The embattled Hollande had hoped to address the state of the French economy today in his first press conference of the new year. But instead, he faced a barrage of questions about his private life.


FRANCOIS HOLLANDE, PRESIDENT OF FRANCE (through translator): Everybody in their personal lives can go through hardships. That is our case. These are painful moments. I have one principle that is that private affairs are dealt with in private with respective intimacy of each other. Therefore, this is not the place nor the time to do this.

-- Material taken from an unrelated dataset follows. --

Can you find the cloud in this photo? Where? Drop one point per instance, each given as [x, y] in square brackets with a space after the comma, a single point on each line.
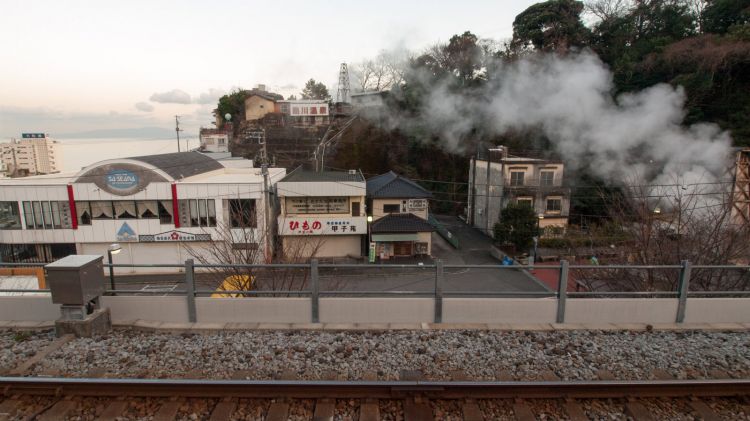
[175, 96]
[210, 97]
[144, 106]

AMANPOUR (voice-over): Well, over here in New Jersey, Governor Christie, who many felt was on the fast track for the White House in 2016, has been media fodder for weeks because of a mounting political scandal that's also gone viral.

He delivers his annual state of the state speech today, but he's already been facing the media, trying to explain his way out of Bridgegate, gridlock on the George Washington Bridge that was ascribed to a political vendetta.

GOV. CHRIS CHRISTIE (R), N.J.: A person close to me betrayed me. A person who I counted on and trusted for five years betrayed me. A person who I gave a high government office to betrayed me.


AMANPOUR: So whether it's in Paris or Trenton or Cairo or Tripoli, accountable democracy has never been more needed nor has it been harder to master.